In summary
Some child advocates worry that California’s tool to screen kids for adverse childhood experiences has pitfalls that could cause even greater harm. Doctors argue that the innovative program is effective and beneficial, and creating systemic change in health care.
Re: “Why is California fighting adverse childhood experiences with more trauma?“
A recent commentary published by CalMatters raised a concern that screening for Adverse Childhood Experiences, or ACEs, may lead to unwarranted reports of suspected child abuse or neglect to Child Protective Services.
There is no evidence supporting the claim that ACE screening leads to unwarranted referrals to CPS. Rather, evidence collected as part of a seven-region statewide learning collaborative of 48 frontline clinics shows that both patients and providers find ACE screening to be acceptable and beneficial.

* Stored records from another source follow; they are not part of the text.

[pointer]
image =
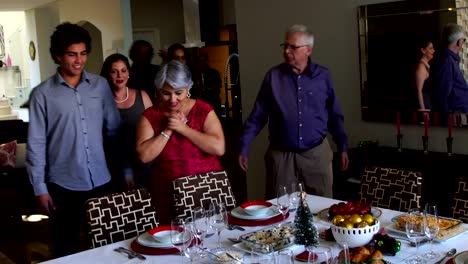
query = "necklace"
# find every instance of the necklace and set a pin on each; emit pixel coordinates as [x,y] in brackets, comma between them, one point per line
[426,64]
[125,99]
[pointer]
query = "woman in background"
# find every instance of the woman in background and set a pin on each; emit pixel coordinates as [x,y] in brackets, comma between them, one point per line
[422,74]
[131,104]
[180,135]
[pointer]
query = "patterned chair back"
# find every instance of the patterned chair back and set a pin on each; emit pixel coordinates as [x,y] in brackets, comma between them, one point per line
[460,200]
[119,216]
[391,188]
[199,190]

California’s groundbreaking ACEs Aware initiative emerged from the recognition that experiences of significant adversity as a child can negatively impact the developing brain and body, creating toxic stress. A large body of evidence now shows unaddressed ACEs and toxic stress are the root cause of many of the most common childhood and adult physical and emotional illnesses and disparities in health, especially for people in marginalized communities.
As a pediatrician caring for youth from vulnerable backgrounds, I believe the true problem is that our health care system and our society have failed to adequately prevent, identify and respond to the pervasive impacts of ACEs and toxic stress. ACEs Aware exists to address this very real problem and catalyze a more systematic and robust response to preventing ACEs and treating toxic stress. It reduces the negative health impacts and health disparities caused by unaddressed trauma.
Re: “Why is California fighting adverse childhood experiences with more trauma?“
As a family doctor and member of California’s Citizen Review Panel on critical incidents (child homicides due to abuse and neglect), I read Richard Wexler’s commentary with dismay. He expresses misperceptions about the utility of ACE screening and California’s ACEs Aware program.
The ACE screen is a risk screen, not a diagnostic instrument. It is similar to asking if a patient smokes – not a healthy habit, but not indicating a diagnosis of emphysema or lung cancer. ACE may result in trauma or toxic stress, which produce mental and physical disease, as has been well documented by the Centers for Disease Control and Prevention. The ACE screen may uncover current abuse or thoughts of suicide. From a medical point of view, it is preventive medicine, not “surveillance.”
Neither ACEs Aware, nor any clinician or agency, considers the answers to an ACE screen to be a stigma or a diagnosis, therefore they are definitely not “misappropriated” and not causing harm to children. The ACE screen is not unethical, and it should be as much a part of pediatric care as a growth chart.
The ACE screen has been proven to be transformative due to the insights provided to epidemiologic and clinical understanding of childhood family and environmental adversities, breaking through the barriers of cultural shame and avoidance which diverted medical and societal attention away from these issues. The ACEs Aware program was a major policy innovation, documenting the extent of exposure to the risk of possible harms and potentially identifying impacts among our poor, as well as investing in educating many naïve medical providers in the significance of ACE and the associated “trauma informed care” model which goes far towards humanizing the clinic.
I agree with Mr. Wexler that provision of concrete and economic supports to poor, stressed families is very effective in mitigating abuse and neglect. But so far no government agency has offered to put dollar bills in my pharmacy along with the medications.